Causa C‑672/16

Imofloresmira – Investimentos Imobiliários SA

contro

Autoridade Tributária e Aduaneira

[domanda di pronuncia pregiudiziale proposta dal Tribunal Arbitral Tributário (Centro de Arbitragem Administrativa – CAAD)]

«Rinvio pregiudiziale – Imposta sul valore aggiunto – Direttiva IVA – Esenzione delle operazioni di affitto e locazione di beni immobili – Diritto di opzione a favore dei soggetti passivi – Attuazione da parte degli Stati membri – Detrazione dell’imposta assolta a monte – Utilizzo ai fini delle operazioni soggette ad imposta del soggetto passivo – Rettifica della detrazione operata inizialmente – Inammissibilità»

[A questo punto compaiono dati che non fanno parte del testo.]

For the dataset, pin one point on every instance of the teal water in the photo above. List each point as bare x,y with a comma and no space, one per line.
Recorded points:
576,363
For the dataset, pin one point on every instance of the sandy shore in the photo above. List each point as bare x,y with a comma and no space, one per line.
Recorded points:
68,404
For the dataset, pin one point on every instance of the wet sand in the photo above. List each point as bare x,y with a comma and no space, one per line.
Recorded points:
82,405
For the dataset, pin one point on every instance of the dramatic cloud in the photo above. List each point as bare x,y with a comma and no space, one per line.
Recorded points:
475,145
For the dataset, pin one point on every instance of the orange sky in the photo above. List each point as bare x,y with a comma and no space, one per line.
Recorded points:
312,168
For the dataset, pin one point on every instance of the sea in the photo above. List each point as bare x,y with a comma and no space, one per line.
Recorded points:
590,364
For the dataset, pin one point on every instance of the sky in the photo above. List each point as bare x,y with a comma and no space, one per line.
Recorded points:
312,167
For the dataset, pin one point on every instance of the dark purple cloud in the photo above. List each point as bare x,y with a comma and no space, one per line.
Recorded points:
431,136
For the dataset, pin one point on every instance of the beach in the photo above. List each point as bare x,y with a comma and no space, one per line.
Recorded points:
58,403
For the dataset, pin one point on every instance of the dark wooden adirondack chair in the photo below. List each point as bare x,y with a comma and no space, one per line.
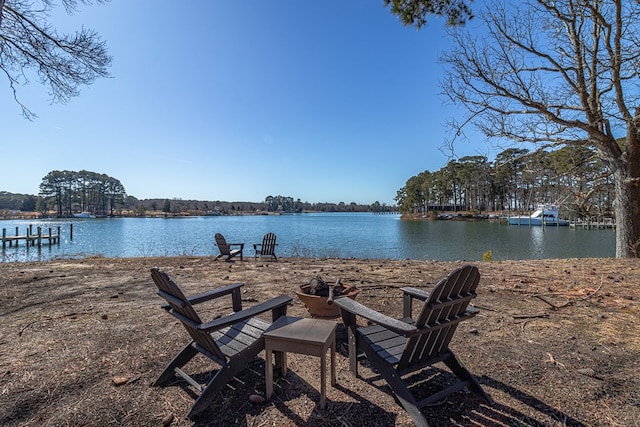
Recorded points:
225,248
267,247
396,348
231,341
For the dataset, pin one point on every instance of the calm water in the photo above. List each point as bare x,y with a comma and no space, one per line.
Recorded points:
340,235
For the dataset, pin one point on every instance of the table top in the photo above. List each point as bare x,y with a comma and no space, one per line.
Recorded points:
313,331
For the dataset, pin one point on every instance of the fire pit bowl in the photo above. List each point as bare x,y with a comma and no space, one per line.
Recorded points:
317,304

Massime – Sentenza della Corte (Settima Sezione) del 28 febbraio 2018

  1. Armonizzazione delle normative fiscali–Sistema comune d’imposta sul valore aggiunto–Detrazione dell’imposta assolta a monte–Rettifica della detrazione operata inizialmente–Modifica degli elementi presi in considerazione per la determinazione dell’importo della detrazione dell’imposta–Nozione–Circostanze indipendenti dalla volontà dei soggetti passivi–Inclusione–Presupposto–Rispetto dei principi fondamentali del sistema istituito dalla direttiva IVA–Restrizione del diritto a detrazione per mezzo delle disposizioni applicabili in materia di rettifiche o revoca di un diritto a detrazione già acquisito–Inammissibilità

    (Direttiva del Consiglio 2006/112, art. 185, § 1)

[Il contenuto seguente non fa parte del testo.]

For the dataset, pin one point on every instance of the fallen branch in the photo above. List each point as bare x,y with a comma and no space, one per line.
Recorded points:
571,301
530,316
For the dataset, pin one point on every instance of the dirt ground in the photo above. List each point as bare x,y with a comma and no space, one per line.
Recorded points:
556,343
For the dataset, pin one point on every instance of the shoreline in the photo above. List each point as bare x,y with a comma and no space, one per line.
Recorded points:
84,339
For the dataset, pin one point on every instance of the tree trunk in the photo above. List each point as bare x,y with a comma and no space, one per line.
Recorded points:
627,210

  2. Armonizzazione delle normative fiscali–Sistema comune d’imposta sul valore aggiunto–Detrazione dell’imposta assolta a monte–Rettifica della detrazione operata inizialmente–Uso di beni e servizi destinati all’impresa ai fini di operazioni diverse dalle operazioni imponibili del soggetto passivo–Immobile oggetto dell’opzione di tassazione rimasto inoccupato per più di due anni nonostante la comprovata intenzione del soggetto passivo di darlo in locazione–Normativa nazionale che prevede la rettifica della detrazione operata inizialmente–Inammissibilità

    (Direttiva del Consiglio 2006/112, artt. 167, 168, 184, 185, e 187)

  3. Questioni pregiudiziali–Interpretazione–Effetti nel tempo delle sentenze interpretative–Effetto retroattivo–Limitazione da parte della Corte–Presupposti–Buona fede degli ambienti interessati–Requisiti–Sussistenza di circostanze eccezionali

    (Art. 267 TFUE)

  1.  V. il testo della decisione.

    (v. punti 45‑49)

  2.  Gli articoli 167, 168, 184, 185 e 187 della direttiva 2006/112/CE del Consiglio, del 28 novembre 2006, relativa al sistema comune d’imposta sul valore aggiunto, devono essere interpretati nel senso che essi ostano a una normativa nazionale che prevede la rettifica dell’imposta sul valore aggiunto inizialmente detratta per il motivo che un immobile, per il quale è stato esercitato il diritto di opzione per l’imposizione, è ritenuto come non più utilizzato dal soggetto passivo ai fini delle proprie operazioni soggette ad imposta, qualora l’immobile sia rimasto inoccupato per più di due anni, anche se è stato dimostrato che il soggetto passivo ha cercato di darlo in locazione durante tale periodo.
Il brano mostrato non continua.